Alliaga, toujours escorté par le fidèle Abouhadjad et suivi de Gongarello, descendit la montagne jusqu’à la grande route, occupée par les différents postes des Maures. Là, il voulut vainement renvoyer ses guides ; ceux-ci ne consentirent à le quitter que lorsqu’ils eurent franchi presque toute la chaîne de l’Albarracin.
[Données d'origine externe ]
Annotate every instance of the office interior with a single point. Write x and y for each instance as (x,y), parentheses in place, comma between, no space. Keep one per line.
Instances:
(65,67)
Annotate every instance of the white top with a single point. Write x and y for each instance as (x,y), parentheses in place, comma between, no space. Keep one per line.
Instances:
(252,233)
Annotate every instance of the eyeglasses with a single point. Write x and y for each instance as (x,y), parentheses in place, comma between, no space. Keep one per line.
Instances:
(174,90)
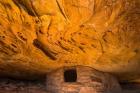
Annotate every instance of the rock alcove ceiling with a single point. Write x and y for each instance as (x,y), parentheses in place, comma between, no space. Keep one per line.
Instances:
(39,36)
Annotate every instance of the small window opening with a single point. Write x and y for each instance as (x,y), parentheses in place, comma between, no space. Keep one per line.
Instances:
(70,75)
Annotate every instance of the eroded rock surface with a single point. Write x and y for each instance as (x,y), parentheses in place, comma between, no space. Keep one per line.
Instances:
(39,36)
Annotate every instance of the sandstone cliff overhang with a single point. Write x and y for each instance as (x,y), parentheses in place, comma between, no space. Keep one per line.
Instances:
(39,36)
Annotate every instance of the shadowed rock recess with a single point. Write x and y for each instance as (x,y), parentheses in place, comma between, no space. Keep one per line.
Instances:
(46,37)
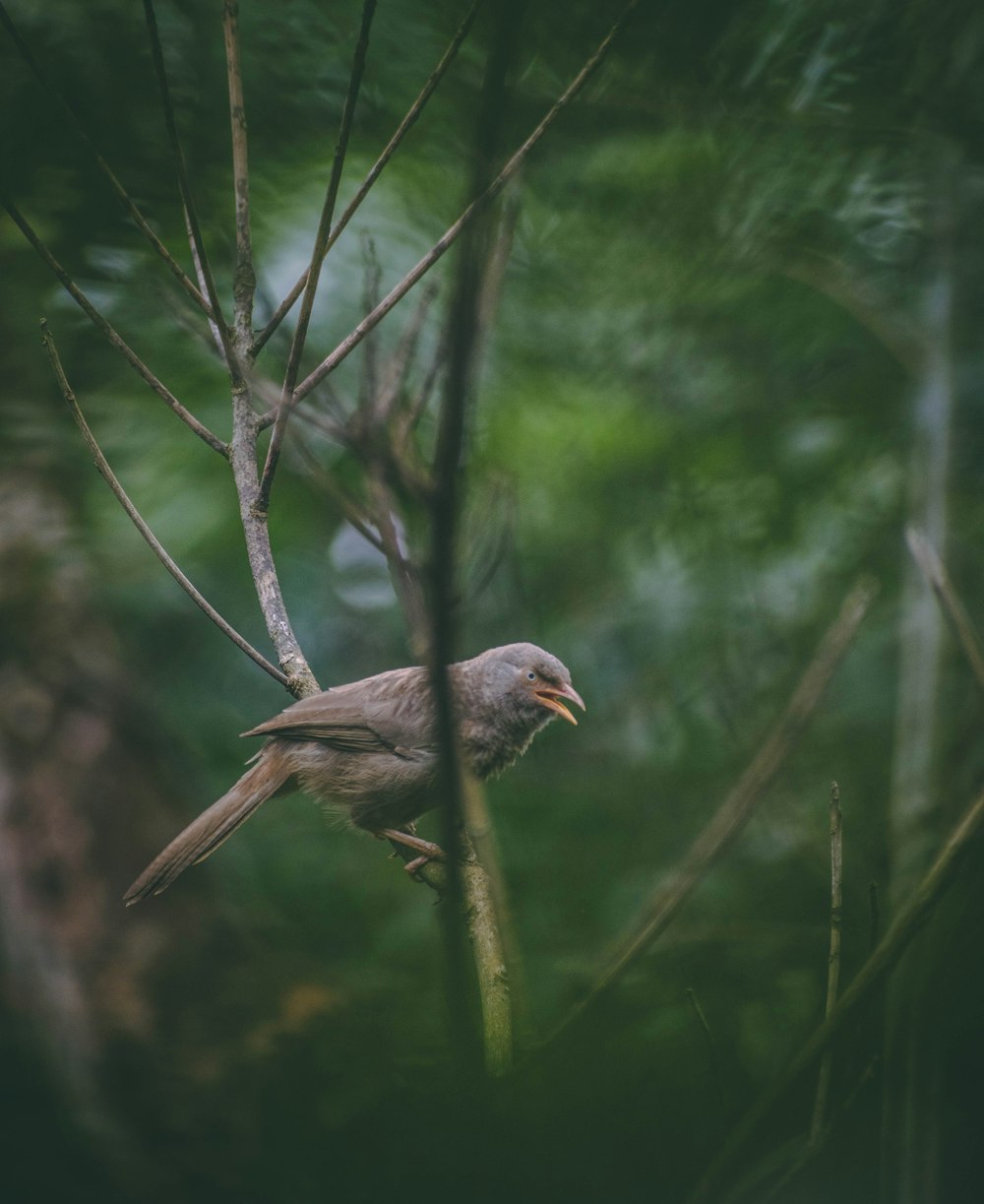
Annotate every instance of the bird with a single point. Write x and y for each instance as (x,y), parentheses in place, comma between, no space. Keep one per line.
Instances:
(368,750)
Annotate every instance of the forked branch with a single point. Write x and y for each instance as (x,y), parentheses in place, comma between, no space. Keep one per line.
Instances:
(318,258)
(139,523)
(108,333)
(477,206)
(373,173)
(124,198)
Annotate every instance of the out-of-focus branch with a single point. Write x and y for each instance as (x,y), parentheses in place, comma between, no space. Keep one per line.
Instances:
(373,173)
(287,399)
(833,957)
(925,556)
(50,90)
(914,913)
(137,520)
(896,333)
(735,810)
(108,333)
(477,206)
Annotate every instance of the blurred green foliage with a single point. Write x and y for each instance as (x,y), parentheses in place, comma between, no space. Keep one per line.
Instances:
(693,431)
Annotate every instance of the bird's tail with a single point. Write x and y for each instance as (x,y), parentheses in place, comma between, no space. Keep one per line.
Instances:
(207,832)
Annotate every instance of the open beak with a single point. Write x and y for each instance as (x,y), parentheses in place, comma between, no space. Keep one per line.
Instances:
(551,696)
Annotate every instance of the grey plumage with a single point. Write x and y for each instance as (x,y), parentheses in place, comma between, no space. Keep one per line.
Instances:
(368,749)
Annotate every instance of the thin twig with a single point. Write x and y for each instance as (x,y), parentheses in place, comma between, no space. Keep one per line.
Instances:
(243,277)
(368,384)
(287,399)
(875,919)
(108,333)
(733,814)
(184,188)
(912,917)
(712,1051)
(50,90)
(833,959)
(135,518)
(925,556)
(373,173)
(242,458)
(401,360)
(477,206)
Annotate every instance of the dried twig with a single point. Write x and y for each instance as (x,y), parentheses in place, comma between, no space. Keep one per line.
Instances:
(139,523)
(909,919)
(50,90)
(925,556)
(373,173)
(738,807)
(108,333)
(287,398)
(482,200)
(243,277)
(184,187)
(833,959)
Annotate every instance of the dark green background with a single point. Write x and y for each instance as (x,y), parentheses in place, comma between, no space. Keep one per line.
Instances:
(694,430)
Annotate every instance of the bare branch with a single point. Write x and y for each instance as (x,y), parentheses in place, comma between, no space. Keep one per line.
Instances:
(925,556)
(287,399)
(111,335)
(155,546)
(833,960)
(374,172)
(901,338)
(479,205)
(243,279)
(184,187)
(52,90)
(912,917)
(730,818)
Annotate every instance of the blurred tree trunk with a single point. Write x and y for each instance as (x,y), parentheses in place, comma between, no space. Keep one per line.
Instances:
(913,1068)
(76,752)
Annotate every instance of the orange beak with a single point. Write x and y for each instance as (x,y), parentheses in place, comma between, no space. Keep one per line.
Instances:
(550,697)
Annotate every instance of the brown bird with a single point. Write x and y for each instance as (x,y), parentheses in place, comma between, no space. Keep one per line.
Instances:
(368,750)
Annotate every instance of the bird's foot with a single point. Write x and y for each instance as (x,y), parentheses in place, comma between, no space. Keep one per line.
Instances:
(427,849)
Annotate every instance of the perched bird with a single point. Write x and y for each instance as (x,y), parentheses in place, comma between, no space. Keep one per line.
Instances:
(368,749)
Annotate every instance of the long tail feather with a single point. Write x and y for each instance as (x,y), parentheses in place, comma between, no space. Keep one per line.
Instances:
(212,827)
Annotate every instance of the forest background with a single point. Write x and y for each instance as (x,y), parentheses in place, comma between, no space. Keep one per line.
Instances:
(729,355)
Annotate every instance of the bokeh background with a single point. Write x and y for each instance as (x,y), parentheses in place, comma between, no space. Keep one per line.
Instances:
(736,349)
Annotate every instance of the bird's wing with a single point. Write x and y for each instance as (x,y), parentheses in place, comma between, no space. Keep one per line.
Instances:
(349,722)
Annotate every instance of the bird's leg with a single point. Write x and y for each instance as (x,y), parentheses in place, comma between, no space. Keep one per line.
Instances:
(427,849)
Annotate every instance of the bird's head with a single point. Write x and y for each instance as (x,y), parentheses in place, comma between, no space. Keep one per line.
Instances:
(528,680)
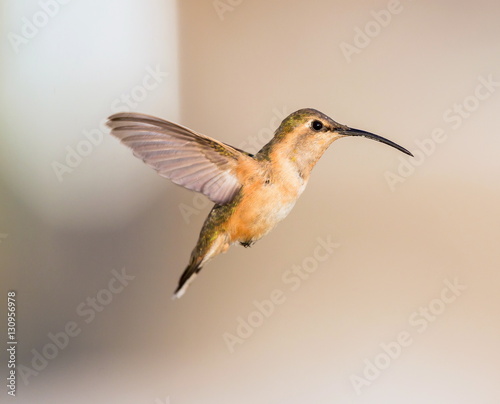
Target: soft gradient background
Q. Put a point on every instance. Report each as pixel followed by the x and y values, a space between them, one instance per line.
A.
pixel 231 69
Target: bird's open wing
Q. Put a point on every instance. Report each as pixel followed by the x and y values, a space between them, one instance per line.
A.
pixel 190 159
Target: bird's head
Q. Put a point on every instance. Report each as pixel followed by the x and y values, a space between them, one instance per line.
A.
pixel 305 134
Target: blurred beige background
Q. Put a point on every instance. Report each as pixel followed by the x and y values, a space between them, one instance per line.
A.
pixel 403 305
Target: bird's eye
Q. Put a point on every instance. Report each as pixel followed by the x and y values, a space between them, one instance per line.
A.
pixel 317 125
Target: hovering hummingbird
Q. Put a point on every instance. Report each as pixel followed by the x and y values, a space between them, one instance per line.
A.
pixel 252 193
Arrivé enfin au bord du Xucar, rivière qu’il faut traverser pour aller à Cuença, Piquillo les força de s’arrêter, il y aurait eu danger pour eux à aller plus loin, et il continua avec Gongarello à suivre le Xucar jusqu’à la posada où il avait laissé sa voiture et ses gens. Il prétexta une visite qu’il avait voulu faire à pied à un couvent de franciscains situé dans la montagne, au-dessus de Huelamo de Ocana. Il avait voulu, disait-il, s’y rendre en secret, de peur qu’on essayât de l’en empêcher, à cause du voisinage des Maures.

Il ne s’arrêta pas à Cuença, et le lendemain seulement assez tard, il arriva à Valence.

Il courut au palais du vice-roi, le marquis de Cazarena, neveu du duc de Lerma. Les ordres du roi, transmis par le ministre, avaient été si formels et si menaçants, que le vice-roi, tremblant de perdre sa place, s’était empressé de les exécuter. La Vera-Cruz, de la marine royale, excellente caravelle, vaisseau fin voilier, avait été équipée à la hâte ; quelque diligence qu’on y mit, il fallut y employer tout un jour, ce qui donnait une grande avance au San-Lucar, que l’on poursuivait ; mais ce dernier vaisseau naviguait si mal et la marche de la Vera-Cruz était si supérieure, qu’il y avait tout lieu de croire qu’elle rejoindrait promptement Juan-Baptista et son équipage.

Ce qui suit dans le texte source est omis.